Bounty
The shopping, cleaning, and cooking that go along with our national holiday might, perhaps, take the shine off the genuine feelings of gratitude that we cranky girls harbor in our flinty little hearts. But this artifact from a cousin makes me feel serious-as-a-heart attack thankful for all those post-war miracles: antibiotics, fluoridated water, free school lunches, GI Bill, the U.S. highway system, and the like. These are the O'Hern children at their mother Jane's funeral in 1933. My grandmother Nora is the fourth from the left in the back row.
Jane O'Hern was married at 16 and died before she was 60. She had 13 children; Jeez, the hamster in Grace's bedtime book only had 11.

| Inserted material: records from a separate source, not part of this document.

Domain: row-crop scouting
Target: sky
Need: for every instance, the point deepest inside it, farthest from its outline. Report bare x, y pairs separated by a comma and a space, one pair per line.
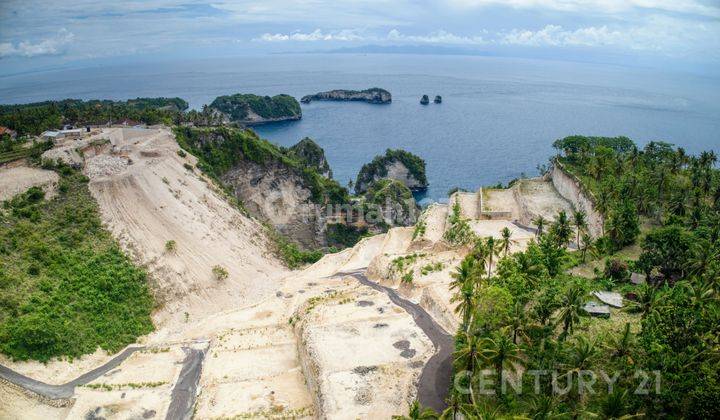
38, 35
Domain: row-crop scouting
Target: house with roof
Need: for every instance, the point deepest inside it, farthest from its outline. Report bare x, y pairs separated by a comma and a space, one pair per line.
6, 131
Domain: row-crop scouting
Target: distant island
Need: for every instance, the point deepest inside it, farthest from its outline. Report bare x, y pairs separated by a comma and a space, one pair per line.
247, 109
372, 96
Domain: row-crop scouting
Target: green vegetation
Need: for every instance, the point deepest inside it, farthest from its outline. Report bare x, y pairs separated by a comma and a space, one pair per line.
65, 286
11, 150
239, 106
219, 149
312, 155
290, 253
34, 118
420, 228
431, 268
529, 315
219, 272
377, 169
171, 246
459, 233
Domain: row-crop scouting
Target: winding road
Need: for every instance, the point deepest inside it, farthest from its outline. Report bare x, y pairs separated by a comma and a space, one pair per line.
67, 390
183, 394
436, 376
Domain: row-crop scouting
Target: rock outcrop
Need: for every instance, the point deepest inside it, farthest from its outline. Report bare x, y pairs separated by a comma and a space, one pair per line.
246, 109
273, 184
395, 164
313, 155
394, 201
372, 95
573, 191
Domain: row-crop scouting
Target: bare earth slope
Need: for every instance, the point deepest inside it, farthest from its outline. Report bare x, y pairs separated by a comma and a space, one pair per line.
147, 197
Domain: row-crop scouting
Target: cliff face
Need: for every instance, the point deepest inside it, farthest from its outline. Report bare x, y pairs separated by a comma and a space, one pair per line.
313, 155
273, 184
254, 109
394, 201
399, 165
572, 190
373, 96
277, 194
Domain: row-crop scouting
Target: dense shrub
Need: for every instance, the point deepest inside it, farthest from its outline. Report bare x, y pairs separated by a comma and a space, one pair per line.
65, 286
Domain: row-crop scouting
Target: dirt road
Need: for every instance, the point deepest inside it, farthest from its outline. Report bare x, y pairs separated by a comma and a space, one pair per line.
65, 390
435, 379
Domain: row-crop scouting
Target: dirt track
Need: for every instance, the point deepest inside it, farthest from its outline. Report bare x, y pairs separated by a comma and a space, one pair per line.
67, 390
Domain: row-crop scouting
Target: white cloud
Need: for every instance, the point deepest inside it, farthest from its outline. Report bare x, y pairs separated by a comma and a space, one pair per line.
438, 37
394, 35
554, 35
603, 6
660, 34
49, 46
316, 35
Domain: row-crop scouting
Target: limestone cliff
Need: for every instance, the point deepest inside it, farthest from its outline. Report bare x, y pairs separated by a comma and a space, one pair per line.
573, 191
246, 109
313, 155
394, 201
394, 164
372, 95
271, 183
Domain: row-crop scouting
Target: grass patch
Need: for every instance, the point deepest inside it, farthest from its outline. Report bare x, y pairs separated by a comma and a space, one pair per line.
65, 286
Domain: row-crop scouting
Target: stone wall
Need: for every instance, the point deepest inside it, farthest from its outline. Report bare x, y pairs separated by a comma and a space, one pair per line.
572, 190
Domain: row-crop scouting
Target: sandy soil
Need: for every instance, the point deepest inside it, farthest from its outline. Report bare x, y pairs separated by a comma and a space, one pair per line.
469, 204
293, 344
500, 200
18, 179
357, 344
16, 404
155, 200
540, 198
435, 218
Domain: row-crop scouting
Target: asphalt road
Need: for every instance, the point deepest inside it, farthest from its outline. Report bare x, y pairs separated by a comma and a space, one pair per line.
185, 390
435, 378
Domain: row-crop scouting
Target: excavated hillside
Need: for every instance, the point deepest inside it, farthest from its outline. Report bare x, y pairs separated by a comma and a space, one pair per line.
347, 337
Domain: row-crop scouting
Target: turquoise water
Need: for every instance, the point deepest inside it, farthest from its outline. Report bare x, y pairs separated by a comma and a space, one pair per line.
498, 118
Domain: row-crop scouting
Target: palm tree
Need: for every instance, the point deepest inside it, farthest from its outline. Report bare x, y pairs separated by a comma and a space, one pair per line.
519, 321
505, 242
450, 413
623, 343
481, 412
582, 353
480, 252
615, 406
571, 309
540, 223
499, 351
561, 228
580, 221
587, 245
463, 274
468, 356
418, 413
465, 299
492, 250
544, 407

Jane's obituary described her as quiet and unassuming. If you live with someone as tightfisted as her husband, Pat O'Hern, and produce 13 children, you probably LOOK like you're unassuming. But I think she must have been tough as a boot. Her 13 children all lived to adulthood; the only one missing from the funeral picture died at 18 in a farming accident. In other branches of my family, unattended children died from drinking kerosene or stepping on rusty nails. But not Jane's. She didn't leave any at the gas station, or let any drown in a creek. She must have been paying attention and not just phoning it in.
If Jane O'Hern, with no education, running water, or even a whiff of useful medical care can do all that, I think I can manage to unload the dishwasher one more time.